Le groupe coopératif (qui regroupe les établissements de la Banque populaire ceux de la Caisse d'épargne) poursuit sa profonde réorganisation, accélérée depuis le retrait de la cote de sa filiale Natixis. Après avoir récupéré les activités d’assurance et des paiements, puis créé une filiale regroupant ses moyens informatiques, BPCE a eu l’idée, encore peu courante dans l’univers bancaire, de rapprocher les expertises digitales, les activités de paiement et sa filiale Oney, leader en France du paiement fractionné, au sein d’un même pôle. De quoi accélérer la digitalisation du groupe et...
... aux nouveaux défis dans le domaine des paiements.
L'organisation d'une entreprise est le reflet d'une stratégie. C'est du moins ce que les manuels de management affirment. C'est en tout cas la conviction du groupe BPCE qui a engagé, depuis le retrait de la cote de sa filiale Natixis en juillet dernier, de profondes réorganisations internes. L'une d'entre elles est passée presque inaperçue. Elle est pourtant aussi stratégique pour le groupe qu'inédite dans le monde bancaire.

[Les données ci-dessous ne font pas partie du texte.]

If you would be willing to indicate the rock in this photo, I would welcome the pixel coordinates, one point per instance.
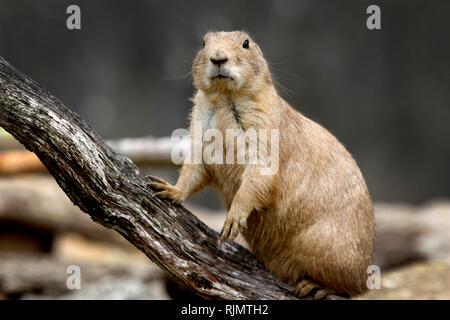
(428, 280)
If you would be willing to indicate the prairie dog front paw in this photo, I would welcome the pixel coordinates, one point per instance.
(234, 224)
(165, 190)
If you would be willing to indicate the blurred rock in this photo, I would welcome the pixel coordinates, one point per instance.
(429, 280)
(405, 233)
(44, 277)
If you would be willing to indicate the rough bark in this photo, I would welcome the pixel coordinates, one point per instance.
(112, 190)
(145, 151)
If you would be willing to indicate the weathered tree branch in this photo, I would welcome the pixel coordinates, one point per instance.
(145, 151)
(111, 189)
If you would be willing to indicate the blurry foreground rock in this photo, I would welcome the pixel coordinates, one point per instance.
(42, 233)
(421, 281)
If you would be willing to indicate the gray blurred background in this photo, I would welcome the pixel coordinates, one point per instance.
(384, 94)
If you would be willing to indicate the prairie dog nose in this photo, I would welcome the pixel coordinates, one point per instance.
(218, 61)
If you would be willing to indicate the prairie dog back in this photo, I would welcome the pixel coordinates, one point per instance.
(311, 221)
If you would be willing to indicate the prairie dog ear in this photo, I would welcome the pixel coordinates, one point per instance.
(207, 36)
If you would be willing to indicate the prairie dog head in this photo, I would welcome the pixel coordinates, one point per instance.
(230, 62)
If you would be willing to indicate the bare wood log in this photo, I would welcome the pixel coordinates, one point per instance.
(111, 189)
(144, 151)
(37, 201)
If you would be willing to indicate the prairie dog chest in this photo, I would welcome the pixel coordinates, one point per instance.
(219, 125)
(222, 116)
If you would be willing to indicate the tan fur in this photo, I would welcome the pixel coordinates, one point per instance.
(313, 219)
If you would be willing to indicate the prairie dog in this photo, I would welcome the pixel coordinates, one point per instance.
(311, 223)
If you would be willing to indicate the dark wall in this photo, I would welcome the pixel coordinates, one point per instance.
(384, 94)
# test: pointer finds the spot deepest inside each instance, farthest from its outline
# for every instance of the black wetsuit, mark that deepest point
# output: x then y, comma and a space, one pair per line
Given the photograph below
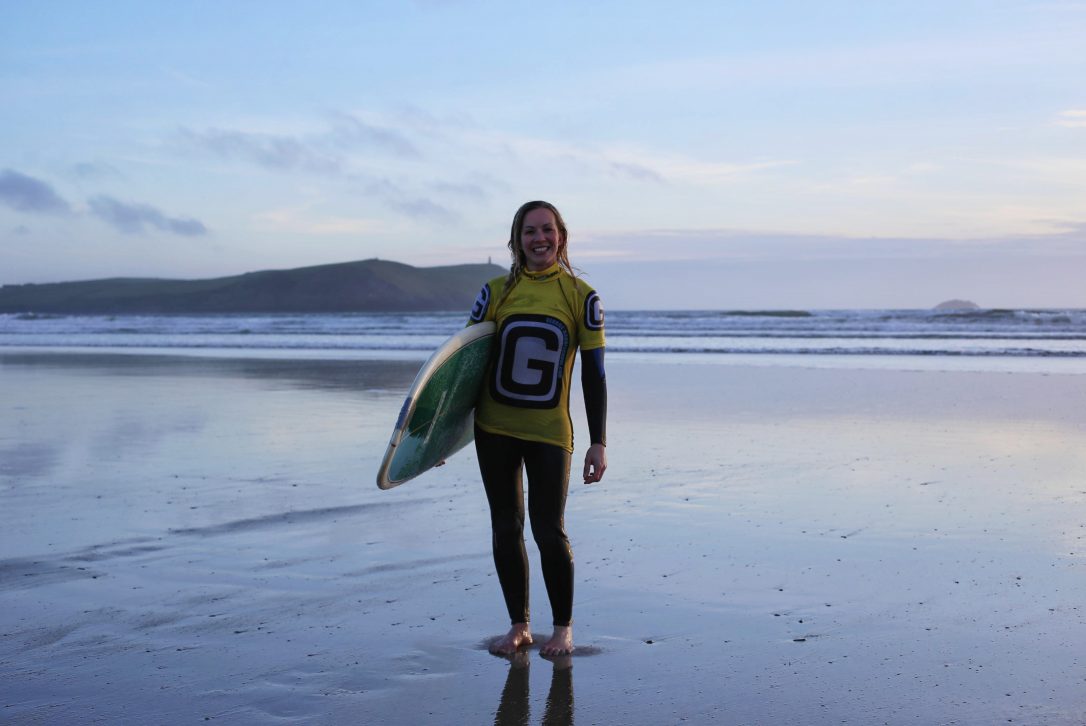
572, 319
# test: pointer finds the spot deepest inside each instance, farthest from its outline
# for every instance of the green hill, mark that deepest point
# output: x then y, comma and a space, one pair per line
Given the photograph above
370, 285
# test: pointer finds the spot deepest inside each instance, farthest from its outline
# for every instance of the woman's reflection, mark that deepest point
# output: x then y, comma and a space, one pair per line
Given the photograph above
515, 708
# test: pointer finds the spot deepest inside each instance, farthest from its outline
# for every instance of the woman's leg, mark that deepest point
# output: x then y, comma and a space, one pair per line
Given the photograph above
547, 485
500, 465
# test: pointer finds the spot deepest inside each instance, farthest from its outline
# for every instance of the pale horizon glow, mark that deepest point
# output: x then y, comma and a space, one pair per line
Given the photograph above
714, 155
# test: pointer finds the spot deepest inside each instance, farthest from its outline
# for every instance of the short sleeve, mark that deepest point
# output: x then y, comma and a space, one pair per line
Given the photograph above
591, 325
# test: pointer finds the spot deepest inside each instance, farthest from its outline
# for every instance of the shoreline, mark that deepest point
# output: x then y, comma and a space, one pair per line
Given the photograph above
192, 537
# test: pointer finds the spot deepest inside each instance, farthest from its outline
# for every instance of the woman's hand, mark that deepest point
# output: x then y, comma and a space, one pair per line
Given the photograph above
595, 463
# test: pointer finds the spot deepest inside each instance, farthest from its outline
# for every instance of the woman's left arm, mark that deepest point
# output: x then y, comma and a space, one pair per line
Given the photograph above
594, 385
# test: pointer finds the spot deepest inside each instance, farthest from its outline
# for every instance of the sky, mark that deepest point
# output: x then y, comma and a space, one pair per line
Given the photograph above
704, 154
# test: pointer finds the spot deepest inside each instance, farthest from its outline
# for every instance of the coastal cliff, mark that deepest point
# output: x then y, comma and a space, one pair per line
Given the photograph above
369, 285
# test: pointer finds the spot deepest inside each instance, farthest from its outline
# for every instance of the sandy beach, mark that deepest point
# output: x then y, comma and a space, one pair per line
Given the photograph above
189, 538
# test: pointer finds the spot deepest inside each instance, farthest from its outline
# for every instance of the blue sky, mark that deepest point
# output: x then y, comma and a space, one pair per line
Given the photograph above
705, 154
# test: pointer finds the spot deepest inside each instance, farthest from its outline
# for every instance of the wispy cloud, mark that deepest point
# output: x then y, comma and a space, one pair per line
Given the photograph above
746, 245
93, 170
135, 218
280, 153
1072, 118
351, 131
25, 193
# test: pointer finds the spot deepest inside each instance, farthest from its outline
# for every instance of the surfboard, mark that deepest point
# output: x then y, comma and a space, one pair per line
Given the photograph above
437, 418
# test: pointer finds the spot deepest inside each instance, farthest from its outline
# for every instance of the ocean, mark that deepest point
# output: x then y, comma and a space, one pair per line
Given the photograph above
1027, 340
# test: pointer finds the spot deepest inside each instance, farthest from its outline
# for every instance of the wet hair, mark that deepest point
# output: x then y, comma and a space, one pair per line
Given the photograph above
517, 253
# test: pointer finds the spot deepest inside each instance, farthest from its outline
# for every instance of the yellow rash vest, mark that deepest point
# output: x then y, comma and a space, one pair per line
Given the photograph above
541, 323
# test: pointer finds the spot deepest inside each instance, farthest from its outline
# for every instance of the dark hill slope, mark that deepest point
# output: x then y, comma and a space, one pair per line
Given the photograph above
369, 285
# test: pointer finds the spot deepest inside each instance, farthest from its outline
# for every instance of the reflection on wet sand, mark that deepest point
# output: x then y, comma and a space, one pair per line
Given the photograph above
315, 373
515, 707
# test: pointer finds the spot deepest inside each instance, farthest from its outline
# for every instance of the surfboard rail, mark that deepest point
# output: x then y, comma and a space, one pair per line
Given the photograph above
437, 416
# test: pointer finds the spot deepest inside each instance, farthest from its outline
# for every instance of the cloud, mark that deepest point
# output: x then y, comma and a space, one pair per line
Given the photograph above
134, 218
739, 245
351, 131
92, 170
25, 193
280, 153
1072, 118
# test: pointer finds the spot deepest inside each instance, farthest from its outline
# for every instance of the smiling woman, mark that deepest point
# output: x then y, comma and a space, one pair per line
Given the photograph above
543, 314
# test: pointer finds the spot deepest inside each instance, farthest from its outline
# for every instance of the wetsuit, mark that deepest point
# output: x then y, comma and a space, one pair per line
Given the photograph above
522, 422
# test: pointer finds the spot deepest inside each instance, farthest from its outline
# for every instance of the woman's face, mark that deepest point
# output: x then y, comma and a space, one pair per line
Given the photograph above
540, 240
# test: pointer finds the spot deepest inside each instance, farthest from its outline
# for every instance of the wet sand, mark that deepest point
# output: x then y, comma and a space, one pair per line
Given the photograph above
187, 538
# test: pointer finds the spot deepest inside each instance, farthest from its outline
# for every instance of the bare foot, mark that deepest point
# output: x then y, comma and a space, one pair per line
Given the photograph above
560, 642
518, 635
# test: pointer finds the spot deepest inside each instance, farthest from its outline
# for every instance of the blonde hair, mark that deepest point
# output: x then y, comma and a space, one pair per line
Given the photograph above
517, 253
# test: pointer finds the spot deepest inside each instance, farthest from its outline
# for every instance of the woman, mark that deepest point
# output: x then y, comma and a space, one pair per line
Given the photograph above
543, 313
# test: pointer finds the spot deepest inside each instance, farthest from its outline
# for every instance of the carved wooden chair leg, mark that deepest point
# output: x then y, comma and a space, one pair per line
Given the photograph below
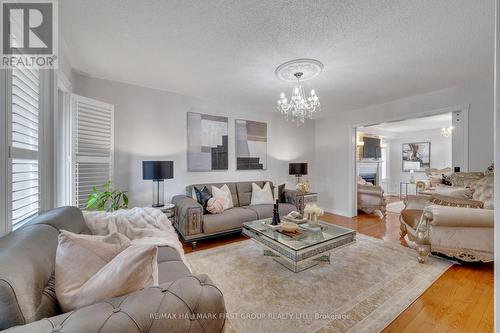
402, 230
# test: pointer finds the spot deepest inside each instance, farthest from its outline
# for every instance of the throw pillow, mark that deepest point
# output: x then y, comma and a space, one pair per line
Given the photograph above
446, 180
215, 205
202, 197
91, 269
454, 192
261, 196
281, 193
225, 194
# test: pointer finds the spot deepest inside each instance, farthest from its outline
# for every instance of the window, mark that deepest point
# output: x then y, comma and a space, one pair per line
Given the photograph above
92, 151
24, 145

En septembre dernier, le groupe a ainsi créé un nouveau pôle, baptisé BPCE Payments & Digital, qui regroupe, sous une même direction, l'ensemble des ressources dans les domaines de l'innovation, du digital, de la data, des paiements, et même du crédit à la consommation, au travers de sa filiale Oney, codétenue avec le groupe Auchan. En tout, quelque 4.000 experts uniquement dédiés au digital et au paiement. Une très « grosse » fintech, en quelque sorte, au service des établissements de la Banque populaire et ceux de la Caisse d'épargne, et des clients du groupe.
Le choix d'une banque digitale internalisée
« Cette organisation répond à la fois à une logique client, collaborateurs, technologique et stratégique », avance Yves Tyrode, directeur général de BPCE Digital & Payments. Qui partage une conviction : « le paiement s'est beaucoup rapproché de la banque en ligne. C'est même une des conséquences inattendues de la directive européenne sur les paiements (DSP2) qui devait favoriser les nouveaux acteurs aux dépens des banques traditionnelles. Mais, finalement, les acteurs forts dans le paiement sont ceux qui ont su également développer leur banque digitale ».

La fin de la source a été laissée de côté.